Purpose of Study Toxoplasma gondii causes significant morbidity and mortality in immunocompromised patients such as those co-infected with HIV. We have cloned and sequenced two mitogen-activated protein kinase (MAPK) genes which encode novel MAP kinases that are predicted to have distinctly different properties. These predictions are based on examining differences in their primary amino acid sequences and differential gene expression in context with available functional data. Both MAPKs are druggable targets, and we predict that reducing or abolishing their expression in T. gondii will prove to be detrimental to the parasite's ability to proliferate and/or differentiate. Current experiments are underway in this regard.

Methods The T. gondii strain Me-49 genome has been completely sequenced, but individual genes from this avirulent strain are still in the process of being annotated. Using information available at this genomic database (, along with our nucleotide sequencing data obtained from the virulent RH strain (acquired using an ABI-7700 automated sequencer), we have identified two MAPK genes, which we have designated tgMAPK-1 and tgMAPK-2. Expression, purification, and functional assays performed on TgMAPK-1 have been previously described (Brumlik et al, 2004). Reverse transcriptase polymerase chain reaction (RT-PCR) was carried out in order to examine the differential expression of both these genes.

Results Based on the deduced amino acid sequences encoded by these genes (which share only 33% identity), each MAP kinase has unique characteristics. RT-PCR profiles suggest that although both genes encode stress-response MAPKs, tgMAPK-1 appears to be expressed in the bradyzoite (latent) form while tgMAPK-2 seems to be more constitutively expressed. ClustalW alignment of these MAPKs has been performed, along with a phylogenetic analysis. Strain variations between both MAPKs are also discussed.

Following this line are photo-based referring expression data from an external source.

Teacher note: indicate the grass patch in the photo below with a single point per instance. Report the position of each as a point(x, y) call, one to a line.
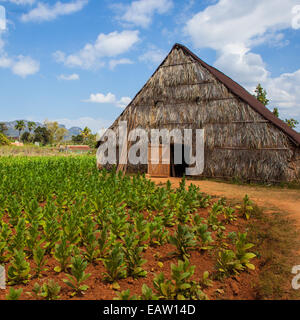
point(276, 239)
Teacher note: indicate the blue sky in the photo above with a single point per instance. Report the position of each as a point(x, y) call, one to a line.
point(80, 62)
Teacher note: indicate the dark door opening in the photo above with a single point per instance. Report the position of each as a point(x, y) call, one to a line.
point(177, 170)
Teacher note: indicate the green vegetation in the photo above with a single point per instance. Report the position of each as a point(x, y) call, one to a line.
point(3, 140)
point(94, 218)
point(261, 95)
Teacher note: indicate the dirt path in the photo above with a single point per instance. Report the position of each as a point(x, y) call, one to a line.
point(273, 199)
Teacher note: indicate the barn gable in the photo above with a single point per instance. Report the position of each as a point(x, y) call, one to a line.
point(242, 137)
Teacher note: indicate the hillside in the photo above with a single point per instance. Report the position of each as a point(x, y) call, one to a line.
point(12, 132)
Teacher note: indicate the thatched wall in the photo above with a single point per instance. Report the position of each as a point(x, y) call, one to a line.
point(239, 142)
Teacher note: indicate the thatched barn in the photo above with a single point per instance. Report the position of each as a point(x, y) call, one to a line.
point(243, 139)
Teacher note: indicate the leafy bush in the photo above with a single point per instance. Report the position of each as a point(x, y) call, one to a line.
point(183, 240)
point(3, 140)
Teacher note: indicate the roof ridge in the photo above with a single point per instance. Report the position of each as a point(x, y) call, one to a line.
point(243, 94)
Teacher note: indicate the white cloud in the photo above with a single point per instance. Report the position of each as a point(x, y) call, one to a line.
point(106, 45)
point(45, 12)
point(233, 29)
point(113, 63)
point(70, 77)
point(94, 124)
point(24, 66)
point(20, 65)
point(102, 98)
point(20, 2)
point(141, 12)
point(240, 23)
point(108, 98)
point(154, 56)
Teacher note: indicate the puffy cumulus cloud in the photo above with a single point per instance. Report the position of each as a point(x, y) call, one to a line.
point(239, 22)
point(20, 2)
point(106, 46)
point(153, 56)
point(247, 67)
point(233, 29)
point(22, 66)
point(46, 12)
point(115, 62)
point(141, 12)
point(70, 77)
point(102, 98)
point(285, 91)
point(25, 66)
point(95, 125)
point(108, 98)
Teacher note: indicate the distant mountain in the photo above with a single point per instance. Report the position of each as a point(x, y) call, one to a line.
point(12, 132)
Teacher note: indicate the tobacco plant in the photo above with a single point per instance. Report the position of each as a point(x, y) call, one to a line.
point(14, 294)
point(183, 240)
point(62, 254)
point(39, 259)
point(133, 257)
point(19, 270)
point(115, 265)
point(246, 208)
point(48, 290)
point(78, 275)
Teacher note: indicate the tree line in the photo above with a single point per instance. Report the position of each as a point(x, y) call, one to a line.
point(49, 134)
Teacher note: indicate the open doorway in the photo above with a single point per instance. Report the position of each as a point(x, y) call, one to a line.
point(177, 170)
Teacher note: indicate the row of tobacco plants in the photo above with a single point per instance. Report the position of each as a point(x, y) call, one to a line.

Conclusions Pyridinylimidazoles designed to block the human stress-response p38 MAPK also inhibit TgMAPK-1 in vitro, block T. gondii replication, and protect T. gondii-infected mice. Both TgMAPK-1 and TgMAPK-2 are druggable targets, although it remains to be seen the effect that pyridinylimidazoles have on TgMAPK-2. Understanding the relationship between TgMAPK-1 and TgMAPK-2 and their ability to mediate stress-response and/or stage-differentiation will be important to advancing treatment strategies for T. gondii-infected patients.